I kept procrastinating on writing up an overall summary of my time a Guldagergaard. I wrote a draft during my last week there, only to decide that it was totally inadequate at capturing even part of my experience. Since then, I’ve spent a week sight seeing in Denmark, returned home, and tackled nearly everything I could think of that wasn’t working on the blog. At this point, I’ve run out of other errands to do and have decided, that regardless of how awkward or incomplete it might feel, it’s worth trying to really sum up everything and think about my time at Guldagergaard.
The reason I started looking for a residency in the first place was I felt I needed a push. I wasn’t in a rut, but I felt like I could see the start of one. I enjoy my critters, but I wanted to understand them more, to figure out how to make them better, and how to push myself further as an artist. In short, I’d reached a point where felt my work was in need of some growth. I figured the best way to go about this was to apply for a residency. I want to put myself in different surroundings, in a different culture as a method of shaking myself out of my habits. After some research, I decided to apply to Guldagergaard in Denmark, a place I’d first heard about a few years back. I spent a while thinking about a how to structure my residency, and looking for a project to focus. While artist growth was my overall goal, I work best with hard deadlines. I decided to finally tackle an idea that had been kicking around in my head for a while. I wanted to tie my present small monsters back in with earlier college work in installation, creating a giant swarm of beasts. I proposed making as many tiny flying beasts as I could in my time there, turning the pieces from individuals into one giant mass, an exploration of movement, numbers, and space.
In the end, Guldagergaard decided to accept my application and project proposal. I packed my bags and headed off into the land of tasty pastries, wind power, and unpronounceable words.

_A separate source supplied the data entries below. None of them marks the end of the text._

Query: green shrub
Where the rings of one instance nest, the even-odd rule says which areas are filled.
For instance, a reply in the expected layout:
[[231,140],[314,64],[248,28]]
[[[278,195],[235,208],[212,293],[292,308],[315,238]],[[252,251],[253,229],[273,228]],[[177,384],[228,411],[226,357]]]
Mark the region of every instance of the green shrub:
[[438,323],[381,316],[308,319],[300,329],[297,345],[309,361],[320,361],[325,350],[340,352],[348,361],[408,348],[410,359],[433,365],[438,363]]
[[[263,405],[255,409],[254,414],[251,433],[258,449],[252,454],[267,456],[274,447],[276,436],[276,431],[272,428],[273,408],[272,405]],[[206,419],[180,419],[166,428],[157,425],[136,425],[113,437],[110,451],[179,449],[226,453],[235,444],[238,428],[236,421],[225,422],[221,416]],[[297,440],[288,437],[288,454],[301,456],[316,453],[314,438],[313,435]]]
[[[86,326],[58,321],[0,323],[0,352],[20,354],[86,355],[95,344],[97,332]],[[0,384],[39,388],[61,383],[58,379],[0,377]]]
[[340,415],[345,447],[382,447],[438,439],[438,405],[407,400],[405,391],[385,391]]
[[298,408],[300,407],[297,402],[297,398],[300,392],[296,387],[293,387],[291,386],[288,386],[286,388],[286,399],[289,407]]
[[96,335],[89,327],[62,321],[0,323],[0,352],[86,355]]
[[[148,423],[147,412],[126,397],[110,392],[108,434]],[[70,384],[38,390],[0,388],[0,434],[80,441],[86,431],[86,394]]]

Guldagergaard has wonderful facilities. It has an excellent collection of kilns and work areas, not to mention it’s permanent collection of sculptures or it’s library of ceramic literature. Its location in a sculpture park is idyllic, perfect for wandering and musing. I would walk to the top a large earthworks piece with a thermos of tea and a sketchbook almost every sunny day. However, none of those are what makes Guldagergaard work – Guldagergaard works because of the people. We averaged about 7 guest artist and artists in residence during my time there, in addition to some wonderful administrative and technical staff. This means you’re constantly working with new people with wonderfully new ideas. Almost every week, someone would head back home and someone else would arrive. With them, they’d bring a different approach to ceramics. It was amazing to see so many different approaches and philosophizes about clay, and to work with so many different artists. Every night we’d sit down a communal dinner, cooked by a different artist, and talk about about everything from art to knock knock jokes.
In the end, while I definitely found my artistic growth and new sources of inspirations, also I feel like my original installation proposal worked out even better than I could have hoped. It was my first time making such a large piece with so many parts. I typically just make one beast at a time, and move on to the next. This was a very different experience, to say the least. I was very sick of making fliers at points, to say the least. I ended up making about ninety fliers, each one hand made and unique. (The idea of casting them just didn’t feel right, though it would have been faster). I made them all in about two and a half weeks, using a week and a half the fire and install them. Mette, one of the administrators, talked to a local elementary school and arranged for me to temporarily install my piece in an unused classroom. This was a brainstorm for which I’m incredibly grateful. I’d never worked with kids, and never done anything even resembling public art before. Even entering the school was strange for me. I don’t think I’d been in an elementary school since 6th grade, and I kept expecting someone to call me out on being in the hall between classes. It was even stranger once I went and hung out in the teachers lounge, and realized that some were no older than me. Weird deja vu aside, it was fascinating to see the piece come together, as I hung each beast from the framework. I had expected the increase in numbers to turn the fliers intimidating. Surely, when confronted with a person-sized mass of tiny beasts with teeth, a viewer must feel some level of threat. However, the opposite effect occurred. Instead of amplifying their slight menace, the increase in numbers amplified their joy. Each one demonstrated pure joy in movement and flight, while being frozen mid flap in a massive and likewise frozen mob. It was fascinating. I can’t wait to try and make an even larger one.
Likewise, creating an installation in a public space was also new and very exciting for me. After the work was finished, I got to talk with several of the older classes of English students and let them check out the piece. The only real interaction my work has had with the public before this has been the occasional art opening. Sure, that’s the public, but it’s the art viewing public. These were a bunch of Danish 12 to 14 year olds just trying to go through their school day – and it made them smile. I’ve always appreciated it when my work could make other people smile. This was new, and more powerful version of that. It’s made me think more about public art, installation and all sorts of crazy things for the future. And I think that in all, that’s one of the most exciting things about my time in Denmark.